India’s biggest bank State Bank of India or SBI today lowered lending rates, making loans cheaper. SBI cut its MCLR or marginal cost of fund based lending rate by 5 basis points across all tenors, its 7th consecutive cut in borrowing rates in FY 2019-20. After the rate cut, SBI’s one-year MCLR will come down to 8% per annum, with effect from November 10, 2019.
The one-year MCLR is the benchmark against which most retail loans such as home loan and auto loan are priced. HDFC Bank had earlier this week cut marginal-cost based lending rate (MCLR) for various tenors by up to 10 basis points (bps).
MCLR is closely linked to the bank’s actual deposit rates. If your home loan is linked to one-year MCLR, your interest rate will get reset only after the completion of one year.
SBI today also announced a revision in fixed deposit rates or FD rates by 15 basis points for deposits for one year to less than two years maturity.

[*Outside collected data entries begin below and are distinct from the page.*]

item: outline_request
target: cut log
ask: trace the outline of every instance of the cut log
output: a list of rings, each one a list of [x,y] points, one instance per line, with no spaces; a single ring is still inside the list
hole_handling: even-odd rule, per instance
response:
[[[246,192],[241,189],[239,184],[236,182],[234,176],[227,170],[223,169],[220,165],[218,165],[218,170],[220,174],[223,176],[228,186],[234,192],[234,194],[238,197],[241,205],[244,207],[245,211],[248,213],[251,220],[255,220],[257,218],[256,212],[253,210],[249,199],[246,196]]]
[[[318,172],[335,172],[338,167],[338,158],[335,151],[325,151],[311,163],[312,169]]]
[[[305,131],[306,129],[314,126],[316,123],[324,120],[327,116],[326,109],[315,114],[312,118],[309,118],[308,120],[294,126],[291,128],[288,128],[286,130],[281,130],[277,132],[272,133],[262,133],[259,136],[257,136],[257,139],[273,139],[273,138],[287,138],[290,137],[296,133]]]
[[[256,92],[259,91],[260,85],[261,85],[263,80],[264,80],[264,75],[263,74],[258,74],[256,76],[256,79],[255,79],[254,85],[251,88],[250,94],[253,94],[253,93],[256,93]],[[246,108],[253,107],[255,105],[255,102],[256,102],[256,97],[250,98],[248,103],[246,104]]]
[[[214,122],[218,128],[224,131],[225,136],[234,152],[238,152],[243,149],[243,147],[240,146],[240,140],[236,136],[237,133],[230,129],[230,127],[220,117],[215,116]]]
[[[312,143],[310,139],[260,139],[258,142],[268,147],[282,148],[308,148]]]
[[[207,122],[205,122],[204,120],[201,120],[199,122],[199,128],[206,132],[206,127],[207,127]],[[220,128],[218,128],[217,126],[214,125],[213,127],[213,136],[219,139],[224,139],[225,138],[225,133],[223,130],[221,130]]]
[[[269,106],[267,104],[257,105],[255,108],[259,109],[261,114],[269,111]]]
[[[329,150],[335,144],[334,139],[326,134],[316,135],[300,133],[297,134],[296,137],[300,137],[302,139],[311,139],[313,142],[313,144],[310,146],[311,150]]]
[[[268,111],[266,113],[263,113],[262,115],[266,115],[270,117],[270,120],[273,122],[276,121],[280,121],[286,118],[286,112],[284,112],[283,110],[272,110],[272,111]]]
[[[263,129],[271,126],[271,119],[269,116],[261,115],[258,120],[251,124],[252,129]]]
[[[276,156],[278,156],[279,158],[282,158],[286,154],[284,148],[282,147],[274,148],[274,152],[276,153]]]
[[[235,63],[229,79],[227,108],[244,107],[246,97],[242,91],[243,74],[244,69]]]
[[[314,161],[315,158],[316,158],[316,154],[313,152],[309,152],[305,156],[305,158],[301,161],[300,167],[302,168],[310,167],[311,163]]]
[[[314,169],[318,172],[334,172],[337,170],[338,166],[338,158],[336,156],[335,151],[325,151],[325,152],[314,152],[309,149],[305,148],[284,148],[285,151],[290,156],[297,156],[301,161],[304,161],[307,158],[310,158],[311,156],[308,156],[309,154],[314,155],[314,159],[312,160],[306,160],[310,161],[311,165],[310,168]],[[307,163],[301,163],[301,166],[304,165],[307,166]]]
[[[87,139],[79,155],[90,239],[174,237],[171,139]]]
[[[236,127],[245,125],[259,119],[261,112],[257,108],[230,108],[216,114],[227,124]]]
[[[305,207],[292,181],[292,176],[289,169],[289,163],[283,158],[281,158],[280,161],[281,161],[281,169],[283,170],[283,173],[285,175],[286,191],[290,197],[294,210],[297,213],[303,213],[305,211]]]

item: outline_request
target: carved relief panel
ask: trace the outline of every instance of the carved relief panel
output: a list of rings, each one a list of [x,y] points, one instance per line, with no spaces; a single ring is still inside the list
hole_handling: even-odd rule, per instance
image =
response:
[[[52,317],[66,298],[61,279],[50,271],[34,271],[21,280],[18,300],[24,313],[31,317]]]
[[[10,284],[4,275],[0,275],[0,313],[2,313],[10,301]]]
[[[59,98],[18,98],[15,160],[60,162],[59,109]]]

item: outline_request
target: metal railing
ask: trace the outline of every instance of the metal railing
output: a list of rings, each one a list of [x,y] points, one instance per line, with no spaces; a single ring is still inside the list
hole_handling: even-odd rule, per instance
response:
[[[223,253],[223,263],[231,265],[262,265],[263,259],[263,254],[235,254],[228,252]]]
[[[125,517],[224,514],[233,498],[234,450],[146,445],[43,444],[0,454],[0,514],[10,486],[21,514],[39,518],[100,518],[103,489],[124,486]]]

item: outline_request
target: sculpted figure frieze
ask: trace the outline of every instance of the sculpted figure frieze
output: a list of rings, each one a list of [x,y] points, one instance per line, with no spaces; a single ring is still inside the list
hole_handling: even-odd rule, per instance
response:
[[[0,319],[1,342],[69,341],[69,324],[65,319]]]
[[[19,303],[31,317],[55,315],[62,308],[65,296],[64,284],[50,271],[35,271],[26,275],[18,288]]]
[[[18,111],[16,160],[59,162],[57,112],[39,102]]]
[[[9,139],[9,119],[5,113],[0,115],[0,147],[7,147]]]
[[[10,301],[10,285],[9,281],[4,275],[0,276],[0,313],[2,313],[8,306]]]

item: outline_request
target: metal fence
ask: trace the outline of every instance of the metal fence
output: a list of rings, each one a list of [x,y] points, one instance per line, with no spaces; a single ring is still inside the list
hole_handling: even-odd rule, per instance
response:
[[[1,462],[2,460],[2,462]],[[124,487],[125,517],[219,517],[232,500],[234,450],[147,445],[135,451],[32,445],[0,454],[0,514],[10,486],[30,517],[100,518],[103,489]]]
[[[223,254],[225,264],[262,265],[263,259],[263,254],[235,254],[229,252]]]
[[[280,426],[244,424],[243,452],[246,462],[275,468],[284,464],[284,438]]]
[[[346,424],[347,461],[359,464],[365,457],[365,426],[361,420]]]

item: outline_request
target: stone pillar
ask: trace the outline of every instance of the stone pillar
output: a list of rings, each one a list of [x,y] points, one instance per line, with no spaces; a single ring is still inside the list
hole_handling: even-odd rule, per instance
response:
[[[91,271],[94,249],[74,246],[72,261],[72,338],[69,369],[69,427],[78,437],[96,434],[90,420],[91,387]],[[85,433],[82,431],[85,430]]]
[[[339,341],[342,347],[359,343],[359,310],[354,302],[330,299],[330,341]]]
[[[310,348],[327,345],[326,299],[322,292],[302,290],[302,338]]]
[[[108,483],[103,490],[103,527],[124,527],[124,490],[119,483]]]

SBI also slashed bulk deposit rates by 30-75 bps across tenors. The bank cited adequate liquidity in the system for lowering FD rates.
The Reserve Bank of India so far this year cut repo rate by a cumulative 135 basis points. Many banks have linked their retail lending rates to an external benchmark and even lowered the marginal cost of funds-based lending rate (MCLR).
SBI, for example, has a repo rate-linked home loan product under which it charges a spread of 265 basis points over the RBI’s repo rate (currently at 5.4%) to calculate its external benchmark-based lending rate, which comes to 8.05%. SBI also charges a premium for calculating effective home loan rate for customers.